Pose and Facial Expression Transfer by using StyleGAN
Petr Jahoda, Jan Cech
TL;DR
This work tackles pose and expression transfer between face images by projecting two inputs (driving and identity) into StyleGAN2’s latent space using a motion encoder $E_m$, an identity encoder $E_i$, and a mapping network $M$, with fixed StyleGAN2 at the generator stage. Trained in a self-supervised manner on unlabeled VoxCeleb2 video data, the model achieves near real-time synthesis of new identities with controllable pose and expression by combining the motion embedding of the driving image with the identity embedding of the target image into $z \in \mathcal{W^+}$ and rendering via $G(z)$. The approach outperforms a baseline latent-space editing method and ablations, offering strong identity preservation (ArcFace-like similarity ~0.80) and credible pose/expression transfer across diverse subjects, while incurring hair/background artifacts and requiring a preliminary ReStyle inversion step for target identities. The method enables efficient generation of random identities with controllable facial motions, with practical implications for video synthesis and face-editing applications, and runs in close to real time on standard GPUs.
Abstract
We propose a method to transfer pose and expression between face images.
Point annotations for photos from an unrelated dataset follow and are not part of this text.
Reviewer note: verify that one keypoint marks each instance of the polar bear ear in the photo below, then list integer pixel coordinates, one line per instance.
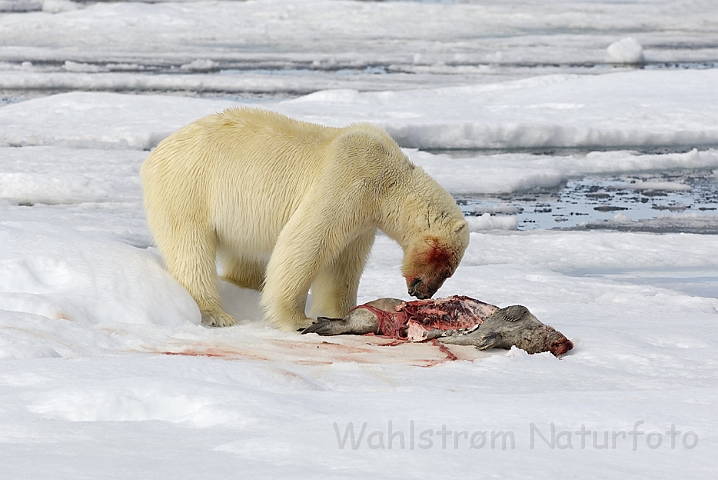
(460, 226)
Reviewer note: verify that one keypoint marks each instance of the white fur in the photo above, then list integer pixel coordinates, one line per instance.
(288, 205)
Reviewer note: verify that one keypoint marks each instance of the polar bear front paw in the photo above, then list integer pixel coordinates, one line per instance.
(217, 319)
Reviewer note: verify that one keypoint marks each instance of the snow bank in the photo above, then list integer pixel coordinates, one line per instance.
(64, 275)
(489, 222)
(641, 108)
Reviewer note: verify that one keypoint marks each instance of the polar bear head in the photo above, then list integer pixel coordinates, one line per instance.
(437, 236)
(432, 259)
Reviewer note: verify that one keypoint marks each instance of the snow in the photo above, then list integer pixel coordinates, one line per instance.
(626, 50)
(105, 370)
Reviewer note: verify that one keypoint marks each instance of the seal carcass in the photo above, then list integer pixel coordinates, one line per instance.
(456, 320)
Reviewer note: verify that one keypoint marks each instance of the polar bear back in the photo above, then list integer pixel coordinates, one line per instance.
(245, 171)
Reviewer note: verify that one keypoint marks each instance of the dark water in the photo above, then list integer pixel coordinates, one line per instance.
(593, 202)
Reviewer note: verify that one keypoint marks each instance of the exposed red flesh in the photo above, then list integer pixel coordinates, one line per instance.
(412, 320)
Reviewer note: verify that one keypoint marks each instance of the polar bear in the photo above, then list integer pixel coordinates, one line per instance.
(285, 206)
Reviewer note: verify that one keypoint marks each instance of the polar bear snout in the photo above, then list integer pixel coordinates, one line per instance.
(423, 288)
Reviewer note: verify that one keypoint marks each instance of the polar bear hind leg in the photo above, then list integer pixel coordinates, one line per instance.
(191, 260)
(243, 272)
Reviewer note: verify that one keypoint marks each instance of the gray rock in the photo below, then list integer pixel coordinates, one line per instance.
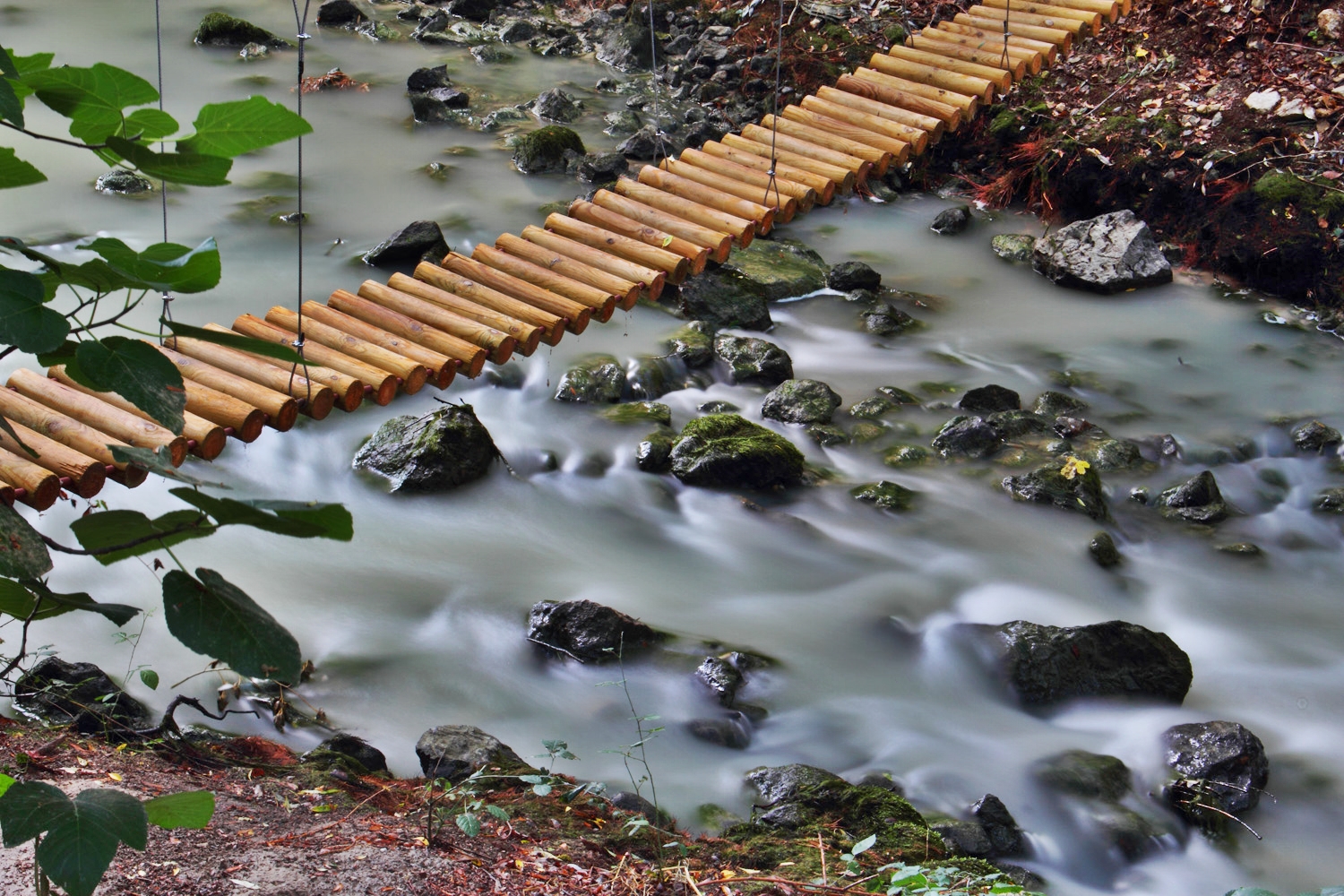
(1196, 500)
(596, 379)
(800, 402)
(454, 753)
(1048, 665)
(952, 220)
(433, 452)
(753, 360)
(725, 450)
(849, 276)
(1107, 254)
(589, 632)
(80, 694)
(419, 239)
(1220, 763)
(986, 400)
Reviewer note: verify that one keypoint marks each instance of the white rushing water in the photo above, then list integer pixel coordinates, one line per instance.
(421, 619)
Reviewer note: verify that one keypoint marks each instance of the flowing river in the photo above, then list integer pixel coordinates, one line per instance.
(422, 618)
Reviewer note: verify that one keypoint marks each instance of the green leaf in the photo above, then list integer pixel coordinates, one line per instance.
(174, 167)
(24, 319)
(233, 128)
(109, 528)
(234, 340)
(139, 373)
(151, 124)
(188, 809)
(77, 852)
(214, 616)
(22, 552)
(282, 517)
(163, 266)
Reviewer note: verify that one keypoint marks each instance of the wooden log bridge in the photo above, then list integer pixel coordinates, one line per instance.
(446, 320)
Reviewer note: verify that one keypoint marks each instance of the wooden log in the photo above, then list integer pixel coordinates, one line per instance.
(347, 392)
(102, 417)
(314, 400)
(696, 193)
(1048, 51)
(82, 473)
(31, 484)
(484, 306)
(443, 370)
(279, 410)
(968, 107)
(204, 438)
(793, 166)
(860, 134)
(72, 433)
(910, 101)
(573, 301)
(1005, 58)
(715, 242)
(881, 159)
(741, 185)
(782, 142)
(1090, 19)
(411, 374)
(470, 357)
(1018, 19)
(695, 255)
(607, 241)
(499, 344)
(625, 290)
(929, 125)
(933, 75)
(382, 384)
(1058, 38)
(741, 228)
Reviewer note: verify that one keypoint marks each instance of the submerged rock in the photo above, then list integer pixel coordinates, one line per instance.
(433, 452)
(589, 632)
(453, 753)
(725, 450)
(800, 402)
(1107, 254)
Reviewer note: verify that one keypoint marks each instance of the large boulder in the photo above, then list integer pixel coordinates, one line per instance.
(1107, 254)
(725, 450)
(800, 402)
(413, 242)
(1048, 665)
(589, 632)
(753, 360)
(454, 753)
(1222, 767)
(433, 452)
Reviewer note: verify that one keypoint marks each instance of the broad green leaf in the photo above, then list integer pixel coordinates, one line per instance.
(93, 99)
(22, 552)
(150, 124)
(282, 517)
(163, 266)
(75, 853)
(139, 373)
(233, 128)
(31, 807)
(24, 319)
(188, 809)
(174, 167)
(16, 172)
(234, 340)
(214, 616)
(109, 528)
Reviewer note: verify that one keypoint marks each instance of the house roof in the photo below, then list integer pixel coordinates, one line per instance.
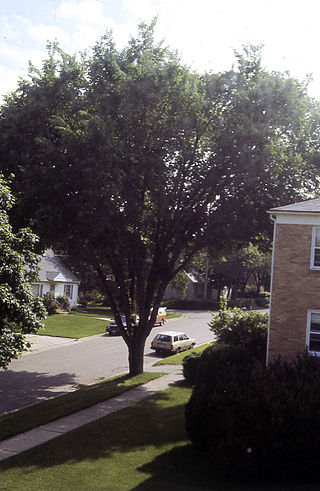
(53, 269)
(312, 206)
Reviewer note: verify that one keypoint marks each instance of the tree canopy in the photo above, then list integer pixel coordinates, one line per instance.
(126, 159)
(20, 311)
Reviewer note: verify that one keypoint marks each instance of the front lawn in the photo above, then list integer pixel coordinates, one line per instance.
(86, 322)
(72, 325)
(143, 447)
(32, 416)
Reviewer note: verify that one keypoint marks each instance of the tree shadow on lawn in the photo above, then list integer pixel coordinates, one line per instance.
(148, 423)
(21, 389)
(185, 469)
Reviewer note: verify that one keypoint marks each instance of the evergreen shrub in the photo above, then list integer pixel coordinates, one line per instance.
(257, 421)
(190, 365)
(238, 327)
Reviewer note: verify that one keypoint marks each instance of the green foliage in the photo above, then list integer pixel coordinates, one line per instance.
(190, 365)
(235, 326)
(63, 303)
(219, 366)
(237, 267)
(180, 283)
(127, 160)
(259, 422)
(20, 311)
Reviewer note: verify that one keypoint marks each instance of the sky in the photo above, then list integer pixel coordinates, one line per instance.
(204, 32)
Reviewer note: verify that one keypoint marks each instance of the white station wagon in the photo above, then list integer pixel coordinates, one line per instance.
(172, 342)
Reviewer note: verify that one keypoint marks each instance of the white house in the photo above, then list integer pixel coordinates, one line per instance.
(56, 278)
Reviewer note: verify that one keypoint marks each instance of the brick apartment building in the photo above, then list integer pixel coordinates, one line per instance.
(295, 282)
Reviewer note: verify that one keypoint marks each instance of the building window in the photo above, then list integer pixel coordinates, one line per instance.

Given a source and target face portrait, the model produces an output image in which the pose and expression of the source face image are transferred onto the target identity. The architecture consists of two encoders and a mapping network that projects the two inputs into the latent space of StyleGAN2, which finally generates the output. The training is self-supervised from video sequences of many individuals. Manual labeling is not required. Our model enables the synthesis of random identities with controllable pose and expression. Close-to-real-time performance is achieved.